Além da discussão sobre o reajuste salarial dos servidores municipais, o Sindicato dos Trabalhadores Municipais de Divinópolis e da Região Centro-Oeste de Minas Gerais (Sintram) enfrenta agora um novo impasse com o Poder Executivo. Segundo o sindicato, a Administração teria “engavetado” a regulamentação da legislação municipal que estabelece a isonomia de carga horária. Ainda de acordo com o Sintram, essa é uma luta de anos e uma promessa da atual gestão.

Em nota, o sindicato afirmou que o Município não havia respondido ao ofício enviado em 8 de janeiro e, desde então, aguarda agenda com o prefeito Galileu Machado (MDB) para discutir a demanda. Ainda segundo o Sintram, a reivindicação já havia recebido parecer favorável da Controladoria, da Procuradoria, da Secretaria de Administração e dos chefes imediatos dos servidores.

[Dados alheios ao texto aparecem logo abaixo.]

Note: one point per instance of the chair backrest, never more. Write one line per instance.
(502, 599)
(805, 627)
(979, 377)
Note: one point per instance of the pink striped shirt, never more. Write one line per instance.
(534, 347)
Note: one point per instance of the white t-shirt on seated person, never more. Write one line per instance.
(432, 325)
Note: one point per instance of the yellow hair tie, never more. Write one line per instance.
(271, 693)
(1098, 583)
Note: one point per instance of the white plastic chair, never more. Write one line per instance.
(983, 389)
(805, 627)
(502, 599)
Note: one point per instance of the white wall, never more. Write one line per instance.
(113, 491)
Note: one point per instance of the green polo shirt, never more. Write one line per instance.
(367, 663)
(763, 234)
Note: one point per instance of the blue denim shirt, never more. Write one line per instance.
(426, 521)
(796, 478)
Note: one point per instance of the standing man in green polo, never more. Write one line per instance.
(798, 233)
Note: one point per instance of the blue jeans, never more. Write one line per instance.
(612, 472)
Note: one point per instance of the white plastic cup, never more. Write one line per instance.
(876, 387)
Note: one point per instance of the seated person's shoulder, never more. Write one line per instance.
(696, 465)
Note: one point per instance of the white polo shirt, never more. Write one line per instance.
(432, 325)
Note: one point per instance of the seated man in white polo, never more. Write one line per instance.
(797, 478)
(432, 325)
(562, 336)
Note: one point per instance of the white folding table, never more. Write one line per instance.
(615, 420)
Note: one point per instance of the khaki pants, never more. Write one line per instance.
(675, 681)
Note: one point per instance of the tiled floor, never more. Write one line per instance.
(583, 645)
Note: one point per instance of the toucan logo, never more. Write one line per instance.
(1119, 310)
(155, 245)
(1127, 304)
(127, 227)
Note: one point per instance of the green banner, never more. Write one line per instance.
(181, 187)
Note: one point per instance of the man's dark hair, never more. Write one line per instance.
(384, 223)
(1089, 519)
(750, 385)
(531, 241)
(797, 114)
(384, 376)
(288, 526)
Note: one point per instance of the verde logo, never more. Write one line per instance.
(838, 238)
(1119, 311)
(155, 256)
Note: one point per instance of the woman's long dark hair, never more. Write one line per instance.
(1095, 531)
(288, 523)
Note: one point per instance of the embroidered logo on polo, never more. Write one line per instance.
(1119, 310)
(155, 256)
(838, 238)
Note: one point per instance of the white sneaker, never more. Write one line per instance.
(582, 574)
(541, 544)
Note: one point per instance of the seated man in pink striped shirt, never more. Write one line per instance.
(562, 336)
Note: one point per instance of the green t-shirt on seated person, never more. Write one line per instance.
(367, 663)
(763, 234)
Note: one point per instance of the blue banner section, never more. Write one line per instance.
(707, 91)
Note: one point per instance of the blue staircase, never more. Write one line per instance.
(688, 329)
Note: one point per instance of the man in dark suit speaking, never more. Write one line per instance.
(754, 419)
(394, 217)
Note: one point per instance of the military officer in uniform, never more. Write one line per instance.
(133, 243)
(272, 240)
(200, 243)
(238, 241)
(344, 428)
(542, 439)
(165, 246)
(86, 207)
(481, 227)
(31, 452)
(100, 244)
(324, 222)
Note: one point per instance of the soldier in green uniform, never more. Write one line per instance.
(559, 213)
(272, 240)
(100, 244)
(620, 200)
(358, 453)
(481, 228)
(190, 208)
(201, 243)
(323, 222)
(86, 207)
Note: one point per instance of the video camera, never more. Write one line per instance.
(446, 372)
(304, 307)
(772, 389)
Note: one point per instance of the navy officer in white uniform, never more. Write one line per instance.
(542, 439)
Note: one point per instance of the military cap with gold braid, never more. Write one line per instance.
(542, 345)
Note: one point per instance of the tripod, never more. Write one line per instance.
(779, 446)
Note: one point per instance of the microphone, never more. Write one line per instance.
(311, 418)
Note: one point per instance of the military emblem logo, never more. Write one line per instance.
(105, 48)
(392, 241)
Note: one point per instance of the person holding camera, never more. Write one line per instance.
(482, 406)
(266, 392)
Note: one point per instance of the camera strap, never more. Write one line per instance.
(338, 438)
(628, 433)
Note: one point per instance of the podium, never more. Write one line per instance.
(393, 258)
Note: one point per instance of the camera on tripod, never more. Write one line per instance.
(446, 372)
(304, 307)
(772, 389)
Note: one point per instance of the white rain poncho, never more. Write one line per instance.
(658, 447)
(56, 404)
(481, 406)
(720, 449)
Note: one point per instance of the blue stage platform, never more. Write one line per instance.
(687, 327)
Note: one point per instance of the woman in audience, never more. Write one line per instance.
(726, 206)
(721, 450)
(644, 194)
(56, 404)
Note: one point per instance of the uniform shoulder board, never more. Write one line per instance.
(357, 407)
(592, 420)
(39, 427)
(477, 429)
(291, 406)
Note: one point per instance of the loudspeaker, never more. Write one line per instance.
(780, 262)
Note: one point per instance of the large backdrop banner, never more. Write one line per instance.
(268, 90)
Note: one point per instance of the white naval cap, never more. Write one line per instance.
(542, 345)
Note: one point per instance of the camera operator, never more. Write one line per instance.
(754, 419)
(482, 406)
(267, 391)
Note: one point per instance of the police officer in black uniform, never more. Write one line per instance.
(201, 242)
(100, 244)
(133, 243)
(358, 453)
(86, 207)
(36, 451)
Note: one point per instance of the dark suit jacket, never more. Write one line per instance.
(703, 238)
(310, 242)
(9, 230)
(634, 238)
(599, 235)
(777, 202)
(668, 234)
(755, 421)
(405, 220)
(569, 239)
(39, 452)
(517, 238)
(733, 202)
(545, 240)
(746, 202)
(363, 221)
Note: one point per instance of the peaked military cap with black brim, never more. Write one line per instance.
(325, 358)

— Ou seja, bastava a boa vontade do prefeito Galileu Machado de enviar o projeto de lei ao Legislativo e fazer justiça a esses servidores, que têm curso superior, mas recebem salário aquém de profissionais com a mesma qualificação, numa clara desvalorização entre as categorias profissionais do serviço municipal de Divinópolis — reclama.

O sindicato revelou ainda que, desde o ano passado, a nova diretoria do Sintram vem discutindo a isonomia de carga horária com a Administração, mas, antes do início desta discussão, um grupo de profissionais, formado por sociólogos, historiadores, educadores de trânsito, bibliotecários e publicitários, já havia levado a pauta à gestão municipal. 

— A reivindicação é justa e simples: são profissionais com curso superior e que têm remuneração aquém de servidores com a mesma qualificação, muitos, inclusive, desempenham funções semelhantes — explica.

Discussão

Conforme ressaltou o sindicato, tanto o grupo de servidores quanto a diretoria do Sintram estavam cientes de que o Município não poderia conceder, no momento, a isonomia salarial devido à crise financeira e, por isso, foi proposta a isonomia de carga horária. Segundo a organização, a discussão vinha caminhando de forma positiva.

— Os profissionais tinham como certa a regulamentação da legislação municipal e foram surpreendidos, em uma conversa informal com a secretária de Administração, que a demanda não iria ser mais encaminhada — afirma.

No corredor

Segundo o vice-presidente do Sintram, Wellington Silva, o possível arquivamento da proposta teria sido comunicado pela secretária de Administração, Raquel Freitas, nos corredores da Prefeitura, aos servidores que procuravam resposta sobre o andamento da demanda.

— Foi uma resposta que a secretária deu às servidoras, no corredor. Isso a gente não aceita e não concorda. O sindicato trata as demandas de uma forma respeitosa e queremos o mesmo tratamento. Vamos cobrar mais uma vez essa resposta, através de ofício, e denunciar essa desvalorização à população — enfatiza.

Outro lado

A Prefeitura informou, por meio de sua assessoria, que a Procuradoria ainda está analisando o caso.